Updated: Dec 23, 2020

Chrissy Ewald

Staff writer

Art by Maizy Goerlitz.


Three months after Willamette University (WU) [announced a planned merger] with the Pacific Northwest College of Arts (PNCA), talks to bring the PNCA into the Willamette fold as its fifth degree program remain ongoing. While the exact timeline of the merger is in the hands of the Oregon Department of Education, both schools hope that approval will be secured by the first week of January 2021. Meanwhile, merger teams are working on creating new curricula that will create opportunities for students from both schools.


While PNCA and Willamette students can currently [take classes] at the other college through the Oregon Alliance of Colleges and Universities, having equivalent prerequisites can be a problem, especially for non-art majors. PNCA students all complete a “foundation year” in which they learn the basics of arts higher education and explore a wide variety of arts disciplines. Willamette students, especially non-art majors, do not have an equivalent arts foundation.


Ruth Feingold, the Willamette Dean of the College of Arts and Sciences who spent the fall semester working as special assistant to the PNCA president and provost for coordinating the merger, explained that with the merger, “there is the possibility for having some special classes designed for Willamette students that don’t necessarily require all the background.” These could include, for example, classes in PNCA’s state-of-the-art printmaking studio. With the considerable distance between the PNCA and WU campuses, Feingold discussed the potential for study-away semesters at both institutions for students interested in taking a full semester course load of in-person classes at the other school’s campus. PNCA students might be interested in Willamette courses on sustainability to supplement their Art and Ecology minor, costuming or fashion courses that approach the subject from a historical or theatrical perspective, and women’s and gender studies.


Another possibility Feingold raised was establishing 3+2, 3+1 or 4+1 degree programs that would involve both WU and PNCA. Willamette undergrads might pursue a Master in Fine Arts degree at PNCA, or PNCA students could get a Master in Business Administration at Atkinson.

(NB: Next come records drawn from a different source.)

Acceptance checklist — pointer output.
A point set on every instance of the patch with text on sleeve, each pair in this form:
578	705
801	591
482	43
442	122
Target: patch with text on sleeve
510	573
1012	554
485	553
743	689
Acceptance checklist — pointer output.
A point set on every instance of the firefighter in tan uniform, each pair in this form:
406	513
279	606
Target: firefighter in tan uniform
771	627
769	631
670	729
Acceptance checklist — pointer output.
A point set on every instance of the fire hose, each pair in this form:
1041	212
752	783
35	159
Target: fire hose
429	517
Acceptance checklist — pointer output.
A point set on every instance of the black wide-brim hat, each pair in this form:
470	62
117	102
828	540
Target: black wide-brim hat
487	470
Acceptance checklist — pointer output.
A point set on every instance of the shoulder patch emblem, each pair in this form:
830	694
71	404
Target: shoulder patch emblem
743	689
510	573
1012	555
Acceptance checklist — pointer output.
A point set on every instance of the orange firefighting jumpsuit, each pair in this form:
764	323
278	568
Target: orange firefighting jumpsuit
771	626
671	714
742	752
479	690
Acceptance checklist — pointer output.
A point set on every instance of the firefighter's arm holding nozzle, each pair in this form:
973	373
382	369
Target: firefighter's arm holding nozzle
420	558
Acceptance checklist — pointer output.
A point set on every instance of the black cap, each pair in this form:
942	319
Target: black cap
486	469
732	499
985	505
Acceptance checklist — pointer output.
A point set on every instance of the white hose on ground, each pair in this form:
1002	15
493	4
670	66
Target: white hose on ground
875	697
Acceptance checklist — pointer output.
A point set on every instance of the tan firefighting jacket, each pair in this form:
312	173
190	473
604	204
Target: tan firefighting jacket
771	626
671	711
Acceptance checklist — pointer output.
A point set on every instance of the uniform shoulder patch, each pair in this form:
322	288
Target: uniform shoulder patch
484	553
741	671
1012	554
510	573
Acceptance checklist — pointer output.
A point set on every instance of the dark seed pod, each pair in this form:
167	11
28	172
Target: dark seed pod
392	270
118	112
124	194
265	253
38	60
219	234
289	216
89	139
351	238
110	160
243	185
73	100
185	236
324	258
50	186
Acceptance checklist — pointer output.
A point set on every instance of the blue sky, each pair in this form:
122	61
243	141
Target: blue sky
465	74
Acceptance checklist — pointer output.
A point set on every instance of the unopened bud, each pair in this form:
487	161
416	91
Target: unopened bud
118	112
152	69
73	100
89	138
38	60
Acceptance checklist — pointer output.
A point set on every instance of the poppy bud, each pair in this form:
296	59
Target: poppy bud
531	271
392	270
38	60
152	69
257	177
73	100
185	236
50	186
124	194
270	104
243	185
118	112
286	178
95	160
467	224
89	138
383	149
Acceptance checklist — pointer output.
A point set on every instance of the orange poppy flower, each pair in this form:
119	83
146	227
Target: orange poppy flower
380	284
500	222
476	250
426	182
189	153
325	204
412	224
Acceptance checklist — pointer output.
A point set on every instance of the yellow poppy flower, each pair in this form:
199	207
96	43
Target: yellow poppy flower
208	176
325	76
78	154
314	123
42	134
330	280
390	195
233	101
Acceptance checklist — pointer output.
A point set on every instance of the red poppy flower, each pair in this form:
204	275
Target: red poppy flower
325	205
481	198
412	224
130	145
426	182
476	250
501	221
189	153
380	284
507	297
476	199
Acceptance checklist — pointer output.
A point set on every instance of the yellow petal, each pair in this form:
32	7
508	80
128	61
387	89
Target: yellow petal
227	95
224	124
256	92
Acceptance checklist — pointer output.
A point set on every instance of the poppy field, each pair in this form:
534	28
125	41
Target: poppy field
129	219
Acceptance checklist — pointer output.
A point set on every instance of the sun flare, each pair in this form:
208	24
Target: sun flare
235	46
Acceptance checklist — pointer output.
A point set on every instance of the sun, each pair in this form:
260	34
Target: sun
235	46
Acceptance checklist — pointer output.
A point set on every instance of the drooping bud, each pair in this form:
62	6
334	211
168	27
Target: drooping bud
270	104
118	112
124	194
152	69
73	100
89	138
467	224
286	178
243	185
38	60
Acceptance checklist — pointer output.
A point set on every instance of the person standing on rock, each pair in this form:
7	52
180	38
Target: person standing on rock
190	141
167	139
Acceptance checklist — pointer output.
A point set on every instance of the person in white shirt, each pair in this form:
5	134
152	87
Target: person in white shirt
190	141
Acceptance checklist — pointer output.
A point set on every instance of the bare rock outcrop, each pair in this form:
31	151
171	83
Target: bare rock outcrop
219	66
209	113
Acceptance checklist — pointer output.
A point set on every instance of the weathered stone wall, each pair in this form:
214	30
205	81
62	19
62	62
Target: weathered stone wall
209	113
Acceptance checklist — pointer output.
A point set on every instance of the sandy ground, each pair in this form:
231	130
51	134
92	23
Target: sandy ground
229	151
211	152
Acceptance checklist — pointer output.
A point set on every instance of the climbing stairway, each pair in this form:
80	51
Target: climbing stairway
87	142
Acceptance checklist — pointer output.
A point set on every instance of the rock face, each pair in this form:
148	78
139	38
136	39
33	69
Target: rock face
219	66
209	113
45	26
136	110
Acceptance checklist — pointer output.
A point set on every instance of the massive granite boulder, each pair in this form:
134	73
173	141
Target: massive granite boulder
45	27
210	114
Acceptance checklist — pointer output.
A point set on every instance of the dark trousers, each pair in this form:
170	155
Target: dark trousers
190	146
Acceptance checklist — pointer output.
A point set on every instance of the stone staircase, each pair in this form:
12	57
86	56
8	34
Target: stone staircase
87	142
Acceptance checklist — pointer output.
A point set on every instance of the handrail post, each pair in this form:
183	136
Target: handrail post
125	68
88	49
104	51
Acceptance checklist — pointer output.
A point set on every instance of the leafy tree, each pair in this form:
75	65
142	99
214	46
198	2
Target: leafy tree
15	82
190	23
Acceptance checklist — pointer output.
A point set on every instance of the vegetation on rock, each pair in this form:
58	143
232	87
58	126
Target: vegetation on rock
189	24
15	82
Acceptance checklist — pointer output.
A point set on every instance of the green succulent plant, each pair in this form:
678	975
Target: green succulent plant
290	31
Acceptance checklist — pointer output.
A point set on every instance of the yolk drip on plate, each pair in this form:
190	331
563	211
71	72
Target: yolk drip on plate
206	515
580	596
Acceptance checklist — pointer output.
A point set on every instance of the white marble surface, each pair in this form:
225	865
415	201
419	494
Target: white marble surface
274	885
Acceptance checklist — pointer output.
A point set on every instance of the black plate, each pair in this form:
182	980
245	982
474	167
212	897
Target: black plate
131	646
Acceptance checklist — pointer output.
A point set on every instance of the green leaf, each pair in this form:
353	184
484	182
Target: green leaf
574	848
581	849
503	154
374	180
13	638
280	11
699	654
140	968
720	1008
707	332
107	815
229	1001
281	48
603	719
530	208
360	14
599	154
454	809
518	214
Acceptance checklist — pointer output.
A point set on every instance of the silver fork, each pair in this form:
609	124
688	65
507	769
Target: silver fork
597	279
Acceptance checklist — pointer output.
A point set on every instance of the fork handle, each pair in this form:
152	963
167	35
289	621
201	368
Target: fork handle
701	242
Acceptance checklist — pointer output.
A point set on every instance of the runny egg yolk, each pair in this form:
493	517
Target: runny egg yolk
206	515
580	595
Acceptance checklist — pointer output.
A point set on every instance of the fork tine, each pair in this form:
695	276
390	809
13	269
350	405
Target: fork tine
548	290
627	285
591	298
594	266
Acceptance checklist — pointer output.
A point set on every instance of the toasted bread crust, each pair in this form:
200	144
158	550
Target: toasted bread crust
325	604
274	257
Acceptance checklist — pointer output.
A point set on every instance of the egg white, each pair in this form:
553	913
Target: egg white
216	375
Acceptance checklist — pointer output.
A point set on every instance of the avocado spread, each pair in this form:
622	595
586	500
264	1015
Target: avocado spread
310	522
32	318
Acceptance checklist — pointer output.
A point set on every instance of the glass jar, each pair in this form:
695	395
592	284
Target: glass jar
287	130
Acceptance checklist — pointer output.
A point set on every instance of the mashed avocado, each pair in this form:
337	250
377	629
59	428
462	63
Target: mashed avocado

While students could do that before the merger, it will now be easier to design combination programs.


Some Willamette students have wondered why Willamette is merging with PNCA, especially during a pandemic and economic recession. This news comes only a year after Claremont School of Theology (CST) partially relocated its campus to Willamette as part of a similar merger. Feingold said that Willamette is aiming for a student body of about 4,000 students in order to make Willamette a mid-sized institution. While there is an economic dimension to Willamette absorbing new programs, the [FAQ page] for the merger on Willamette’s website says the merger is not a sign that Willamette is struggling financially. The main goal of these kinds of mergers is to enrich the educational experience of all students involved, and Feingold said that beyond the efficiency of having a larger school, this merger is an opportunity to build a more “vibrant community” on the WU campus. Feingold expressed excitement about the potential having 400 new art undergraduates could have on the diversity of perspectives present in the CAS: “As we’re trying to teach students how to look at the world from a variety of different perspectives, [the addition of PNCA students is] an additional perspective that has been sequestered in a very small part of our curriculum, but could really spread out more broadly.”